There are no flashing lights outside the hotel being used in Gardner that signal “hey, there’s something different here,” said Dan Robeson, deputy director of Johnson County Emergency Management and Communications. “But if you were to approach it and not know, there are multiple signs that say it’s closed to keep people out.”
Johnson County has placed about 40 people there since July, Robeson said, and requests for rooms have risen over the last month or so.
Tucking-Strickler described them “as hotels you and I would stay at if we went to a conference. They’re nice.”
From the get-go, she ran into problems finding hotels willing to rent out single rooms.
“The thing is, and I understand this, it’s very rare to find a hotel site that will allow you to put those that are COVID positive in isolation among their regular guests,” she said. “So they have told us throughout this, we’ll rent our entire facility to you.”
“That was a big thing when we had to tell FEMA, ‘Hey, I can’t rent just like 10 rooms, I have to take the whole place.’ That took a lot of explaining to do.
“So, yeah, it’s been a challenge. But overall we’ve been successful, and we’ve worked with groups like Wyndham that were very welcoming.”
When the state moves in, rooms are divided up into areas for people who have tested positive for COVID-19 — they get their own wing in Gardner, Robeson said — and others for people exposed.
Plastic, zippered barriers are hung to separate isolation rooms from the “green zone,” or the reception area.
“You wouldn’t be able to walk directly into the isolation area,” said Tucking-Strickler. “You would have to unzip the door and go on in. And of course our staff wears PPE … and that’s all been coordinated and recommended by” state health officials.
The state pays for three meals a day — Perkins, IHOP and the like — and there’s laundry service “because if you’re there for 14 days you might run out of stuff,” she said.
“And we also provide snacks, things like granola bars and chips and cookies and Gatorade and fruit cups and apple sauce and pudding, stuff you kind of want when you’re sick.”
How long people stay usually follows the advice of local health officials, which could mean 10 to 14 days for someone who has had direct exposure. For people with COVID-19, the stays can be longer. One person stayed for more than a month because their symptoms persisted.
The state doesn’t require anyone to have a negative test before they can check out, said Tucking-Strickler.
When a guest leaves, the state brings in a cleaning company to sanitize their room. “And when we leave the hotel itself, they sanitize the entire facility, and that facility gets what’s called a certificate of sanitization,” she said.
No coming and going
There are rules to follow.
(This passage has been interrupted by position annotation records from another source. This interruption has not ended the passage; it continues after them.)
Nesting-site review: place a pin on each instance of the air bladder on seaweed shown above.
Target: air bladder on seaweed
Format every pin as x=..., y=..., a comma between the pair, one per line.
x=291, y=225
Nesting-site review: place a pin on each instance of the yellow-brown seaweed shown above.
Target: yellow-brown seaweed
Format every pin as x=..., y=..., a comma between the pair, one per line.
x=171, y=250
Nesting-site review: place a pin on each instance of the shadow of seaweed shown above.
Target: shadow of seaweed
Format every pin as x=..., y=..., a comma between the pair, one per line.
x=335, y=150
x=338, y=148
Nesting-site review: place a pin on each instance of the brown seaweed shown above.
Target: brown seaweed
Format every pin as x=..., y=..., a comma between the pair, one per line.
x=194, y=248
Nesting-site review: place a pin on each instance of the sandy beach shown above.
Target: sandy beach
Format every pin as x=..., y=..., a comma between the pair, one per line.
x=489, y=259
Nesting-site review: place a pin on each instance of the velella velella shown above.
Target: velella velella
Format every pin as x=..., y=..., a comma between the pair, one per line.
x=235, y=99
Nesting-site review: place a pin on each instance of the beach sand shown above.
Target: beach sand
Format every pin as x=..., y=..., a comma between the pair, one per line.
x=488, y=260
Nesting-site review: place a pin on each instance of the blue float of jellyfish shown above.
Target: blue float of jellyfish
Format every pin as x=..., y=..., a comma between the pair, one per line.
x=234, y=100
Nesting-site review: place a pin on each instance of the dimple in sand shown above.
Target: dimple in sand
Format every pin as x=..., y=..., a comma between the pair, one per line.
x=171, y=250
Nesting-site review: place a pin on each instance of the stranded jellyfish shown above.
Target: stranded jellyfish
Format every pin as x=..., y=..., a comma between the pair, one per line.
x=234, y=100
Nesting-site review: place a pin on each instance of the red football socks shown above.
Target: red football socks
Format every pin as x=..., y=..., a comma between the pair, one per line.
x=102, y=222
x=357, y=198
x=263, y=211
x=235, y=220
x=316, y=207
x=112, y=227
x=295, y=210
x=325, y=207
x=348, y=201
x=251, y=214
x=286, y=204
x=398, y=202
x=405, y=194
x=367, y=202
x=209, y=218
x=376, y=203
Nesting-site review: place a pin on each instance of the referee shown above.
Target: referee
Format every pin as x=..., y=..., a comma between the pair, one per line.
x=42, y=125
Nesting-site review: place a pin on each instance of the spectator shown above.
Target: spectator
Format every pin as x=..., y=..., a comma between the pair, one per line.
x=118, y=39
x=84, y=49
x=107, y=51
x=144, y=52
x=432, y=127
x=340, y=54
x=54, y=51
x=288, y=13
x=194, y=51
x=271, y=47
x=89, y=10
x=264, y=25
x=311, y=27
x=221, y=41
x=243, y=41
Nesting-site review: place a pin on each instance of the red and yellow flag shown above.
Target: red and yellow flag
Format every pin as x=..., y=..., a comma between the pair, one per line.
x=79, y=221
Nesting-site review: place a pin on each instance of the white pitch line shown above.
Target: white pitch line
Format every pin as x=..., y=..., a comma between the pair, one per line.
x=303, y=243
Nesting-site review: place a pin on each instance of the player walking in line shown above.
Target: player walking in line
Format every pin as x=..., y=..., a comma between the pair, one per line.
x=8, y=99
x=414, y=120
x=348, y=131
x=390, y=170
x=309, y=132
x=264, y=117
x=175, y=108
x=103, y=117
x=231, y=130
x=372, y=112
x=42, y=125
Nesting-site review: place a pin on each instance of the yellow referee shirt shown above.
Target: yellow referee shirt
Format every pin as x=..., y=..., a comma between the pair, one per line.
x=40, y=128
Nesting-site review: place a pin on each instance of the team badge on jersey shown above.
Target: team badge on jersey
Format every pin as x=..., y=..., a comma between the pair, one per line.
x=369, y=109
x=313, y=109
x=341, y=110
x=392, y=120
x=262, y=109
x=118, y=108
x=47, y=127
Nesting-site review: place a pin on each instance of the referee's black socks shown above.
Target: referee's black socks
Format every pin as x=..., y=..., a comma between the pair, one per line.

Douglas County officials have made it clear that anyone who checks into the Baymont Inn must be able to take care of themse
lves, and the rooms are not available to college students who live in dorms or to people who are incarcerated.
And the state is serious about what isolation means.
It means isolation.
Guests can go outside for some fresh air, “but they can’t be around the rest of the group. They have to stay away from one another,” said Tucking-Strickler.
“If somebody repeatedly is seen walking across the street to the Kwik Shop,” she said, they’ll be warned they risk getting kicked out.
“You’re defeating the purpose of why you say you need to isolate, because you’re sharing this with the people next door at the Kwik Shop. And after a couple of times, if they won’t respect the rules of the shelter, then they’re asked to leave. They can’t stay there.
State officials don’t know how long the hotel rooms will be available, but suspect the end of the need is nowhere in sight, even with COVID-19 vaccines on the way.
“We could be here for months,” said Tucking-Strickler.